UA Startup, Concrete Substitute Brings Environmental and Structural Advantages
Tucson, Arizona – Inventor Jinhong Zhang, Ph.D., associate professor of mining and geological engineering in the University of Arizona College of Engineering, has developed a new substitute for concrete that has a number of advantages over traditional Portland cement. The new material is lighter, stronger and less expensive to produce than concrete. It does this while using three times as much fly ash, thus tripling the amount of the pollutant that is converted from waste into useful material.
The new company goes by the same name as the material: Acrete, a combination of “Arizona” and “concrete.”
“Once the technique developed at the University of Arizona is applied in industrial practice, it will substantially substitute concrete in the construction industry, says Dr. Zhang. “It will save the impoundment space for fly ash and reduce CO2 emission during the production of cement. It will be a novel construction material for the new era for a sustainable development.”
Tech Launch Arizona, the office of the University of Arizona that commercializes inventions stemming from research, brought together Zhang and entrepreneur Abraham Jalbout, Ph.D., to create the startup company to develop the product and bring it to market.
While fly ash serves as an additive in the production of Portland cement-based concrete products, it tends to make up only about 30 percent of the solid material. Alternatively, fly ash provides nearly 100 percent of the solids in Acrete for the end product without the addition of cement.

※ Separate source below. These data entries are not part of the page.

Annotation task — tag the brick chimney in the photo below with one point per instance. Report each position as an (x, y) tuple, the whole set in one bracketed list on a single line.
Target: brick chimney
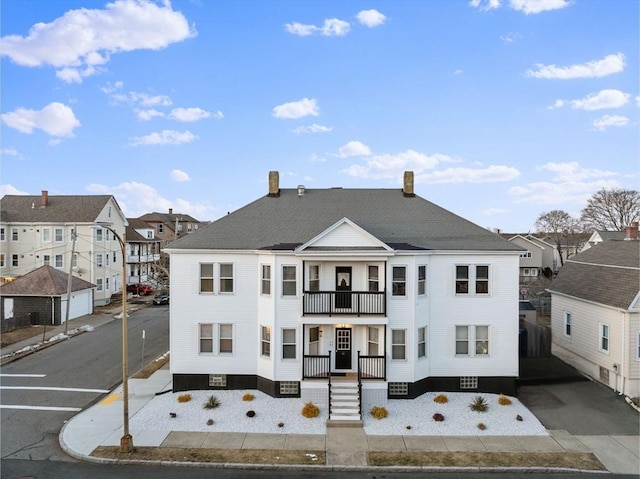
[(407, 189), (631, 232), (274, 184)]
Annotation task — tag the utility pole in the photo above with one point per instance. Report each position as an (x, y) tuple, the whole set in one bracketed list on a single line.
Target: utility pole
[(70, 277)]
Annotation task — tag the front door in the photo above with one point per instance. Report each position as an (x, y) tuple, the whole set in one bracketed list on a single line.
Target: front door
[(343, 287), (343, 348)]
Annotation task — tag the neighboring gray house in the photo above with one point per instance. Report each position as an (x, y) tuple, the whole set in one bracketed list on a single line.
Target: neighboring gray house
[(40, 297), (595, 314)]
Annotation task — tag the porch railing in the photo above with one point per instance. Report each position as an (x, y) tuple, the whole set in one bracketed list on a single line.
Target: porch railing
[(372, 367), (359, 303)]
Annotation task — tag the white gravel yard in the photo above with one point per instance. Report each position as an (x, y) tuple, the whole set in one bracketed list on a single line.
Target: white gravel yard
[(230, 416)]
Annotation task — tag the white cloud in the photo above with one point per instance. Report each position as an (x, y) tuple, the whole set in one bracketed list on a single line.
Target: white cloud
[(332, 27), (10, 190), (594, 69), (610, 120), (371, 18), (525, 6), (136, 199), (354, 148), (297, 109), (597, 101), (146, 115), (179, 175), (82, 39), (55, 119), (188, 114), (315, 128), (165, 137)]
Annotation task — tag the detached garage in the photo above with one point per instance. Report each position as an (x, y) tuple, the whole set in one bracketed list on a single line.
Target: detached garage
[(40, 297)]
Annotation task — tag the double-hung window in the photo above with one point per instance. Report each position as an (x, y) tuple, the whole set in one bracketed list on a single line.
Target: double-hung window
[(265, 341), (226, 278), (288, 344), (265, 280), (422, 342), (399, 281), (289, 281), (398, 344), (206, 277), (604, 337), (422, 279)]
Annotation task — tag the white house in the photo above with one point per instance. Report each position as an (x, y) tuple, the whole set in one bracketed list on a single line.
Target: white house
[(305, 285), (595, 315)]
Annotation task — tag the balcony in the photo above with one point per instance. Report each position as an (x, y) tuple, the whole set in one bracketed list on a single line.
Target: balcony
[(351, 303)]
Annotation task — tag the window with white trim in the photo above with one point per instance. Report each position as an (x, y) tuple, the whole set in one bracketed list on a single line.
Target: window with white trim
[(226, 278), (225, 340), (422, 342), (265, 279), (422, 279), (467, 335), (289, 281), (265, 341), (314, 277), (567, 323), (604, 337), (206, 277), (288, 343), (373, 345), (374, 281), (206, 337), (399, 281), (398, 344)]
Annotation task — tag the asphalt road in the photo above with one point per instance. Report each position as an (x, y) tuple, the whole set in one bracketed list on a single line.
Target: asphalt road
[(43, 390)]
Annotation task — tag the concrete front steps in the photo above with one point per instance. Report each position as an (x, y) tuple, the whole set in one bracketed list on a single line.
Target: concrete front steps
[(345, 404)]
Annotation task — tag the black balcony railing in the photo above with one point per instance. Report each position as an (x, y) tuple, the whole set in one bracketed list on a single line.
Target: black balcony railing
[(359, 303)]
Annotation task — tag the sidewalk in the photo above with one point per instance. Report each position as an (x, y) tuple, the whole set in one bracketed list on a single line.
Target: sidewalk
[(346, 448)]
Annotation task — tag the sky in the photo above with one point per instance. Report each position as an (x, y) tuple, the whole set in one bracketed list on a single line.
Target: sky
[(503, 109)]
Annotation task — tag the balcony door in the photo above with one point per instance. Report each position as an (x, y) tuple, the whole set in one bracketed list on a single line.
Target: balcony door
[(343, 287), (343, 348)]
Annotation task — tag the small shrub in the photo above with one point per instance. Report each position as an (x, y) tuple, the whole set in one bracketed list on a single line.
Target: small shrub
[(310, 410), (479, 404), (437, 417), (441, 399), (212, 403), (379, 412)]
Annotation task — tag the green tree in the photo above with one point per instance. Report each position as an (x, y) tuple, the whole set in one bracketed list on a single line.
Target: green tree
[(612, 210)]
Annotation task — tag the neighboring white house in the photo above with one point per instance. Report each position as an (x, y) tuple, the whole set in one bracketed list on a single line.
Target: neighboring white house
[(39, 230), (377, 284), (595, 316)]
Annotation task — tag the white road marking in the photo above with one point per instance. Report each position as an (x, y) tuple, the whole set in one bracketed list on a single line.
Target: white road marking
[(37, 388), (40, 408)]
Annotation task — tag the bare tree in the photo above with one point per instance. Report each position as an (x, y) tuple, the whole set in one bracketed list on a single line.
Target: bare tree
[(561, 227), (612, 209)]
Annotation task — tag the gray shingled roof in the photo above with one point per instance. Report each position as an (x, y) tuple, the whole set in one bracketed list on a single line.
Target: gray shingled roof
[(607, 273), (60, 208), (43, 281), (288, 220)]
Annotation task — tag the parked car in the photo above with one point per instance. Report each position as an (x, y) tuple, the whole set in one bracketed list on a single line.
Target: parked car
[(161, 299), (140, 289)]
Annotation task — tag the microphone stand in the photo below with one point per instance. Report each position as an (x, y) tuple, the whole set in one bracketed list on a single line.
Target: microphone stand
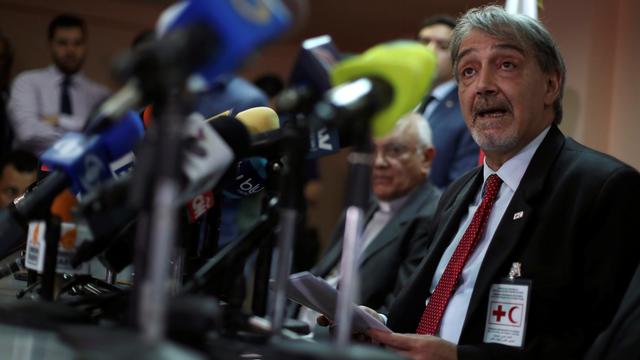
[(293, 146)]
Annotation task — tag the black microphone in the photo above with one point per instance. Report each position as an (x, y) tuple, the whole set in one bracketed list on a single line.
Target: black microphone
[(12, 267), (213, 148)]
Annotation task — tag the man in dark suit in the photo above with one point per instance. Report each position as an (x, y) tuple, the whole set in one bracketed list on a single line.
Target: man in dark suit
[(404, 205), (532, 252), (457, 152)]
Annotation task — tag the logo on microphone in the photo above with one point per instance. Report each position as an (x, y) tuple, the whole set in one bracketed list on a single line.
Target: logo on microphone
[(93, 170), (248, 186), (324, 140), (255, 11)]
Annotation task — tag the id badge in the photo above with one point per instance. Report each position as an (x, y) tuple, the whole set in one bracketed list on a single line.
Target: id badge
[(507, 312)]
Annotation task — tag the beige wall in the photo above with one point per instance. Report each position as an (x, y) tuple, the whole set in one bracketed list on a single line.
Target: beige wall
[(599, 42)]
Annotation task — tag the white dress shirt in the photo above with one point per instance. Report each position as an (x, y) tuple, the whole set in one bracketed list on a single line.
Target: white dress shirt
[(511, 172), (36, 93)]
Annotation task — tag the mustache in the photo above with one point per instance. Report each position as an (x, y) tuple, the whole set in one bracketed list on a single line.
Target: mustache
[(485, 104)]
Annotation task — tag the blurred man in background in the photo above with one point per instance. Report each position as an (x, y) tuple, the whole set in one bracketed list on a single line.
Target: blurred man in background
[(46, 103), (457, 152)]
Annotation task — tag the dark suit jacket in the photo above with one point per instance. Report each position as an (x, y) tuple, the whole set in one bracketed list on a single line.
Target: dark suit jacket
[(621, 340), (456, 152), (576, 242), (391, 258)]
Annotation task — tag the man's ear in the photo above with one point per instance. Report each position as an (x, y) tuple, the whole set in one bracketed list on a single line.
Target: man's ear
[(552, 90), (428, 153)]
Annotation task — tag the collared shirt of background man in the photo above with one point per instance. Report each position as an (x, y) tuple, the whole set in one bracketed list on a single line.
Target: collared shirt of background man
[(46, 103)]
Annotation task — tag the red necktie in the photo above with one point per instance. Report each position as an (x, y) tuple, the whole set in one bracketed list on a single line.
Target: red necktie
[(430, 320)]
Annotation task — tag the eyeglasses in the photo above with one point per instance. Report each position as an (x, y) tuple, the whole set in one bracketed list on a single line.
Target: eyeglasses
[(392, 151)]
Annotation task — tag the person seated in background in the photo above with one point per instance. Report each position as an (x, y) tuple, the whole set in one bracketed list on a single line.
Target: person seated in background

“Acrete can have as much as three times the compressive strength of cement and twice the flexural strength,” says Tech Launch Arizona Licensing Manager Bob Sleeper, who collaborated with Zhang to protect and commercialize the invention. “It repels water, and we can control the workability by tweaking the recipe.”
“Our vision is to look at how we can reutilize waste and underutilized materials that are being produced as byproducts of mining,” says Jalbout, who is the CEO of Acrete. “We want to find ways to use these materials for other applications.”
Jalbout and Sleeper have an ongoing relationship and plan to grow the Acrete portfolio with more UA inventions.
“We’re looking to add technologies,” Jalbout says, “which will eventually include uses for mine tailings and solutions for mine insulation.”
Why is finding uses for fly ash so important? Coal-fired power plants in the United States produce about 130 million tons of fly ash each year. Much of that fly ash is disposed of in mountainous mounds where wind and water erosion can disperse it. In industry, fly ash is generally stored at coal power plants or placed in landfills. Impounding fly ash occupies large areas of land and leads to high monetary, environmental and ecological costs.
“With Acrete we’re bringing to market a way to transform dangerous waste into a useful building material, binding it up, and removing it from the environment where it can cause problems,” says Sleeper. “That’s a good thing.”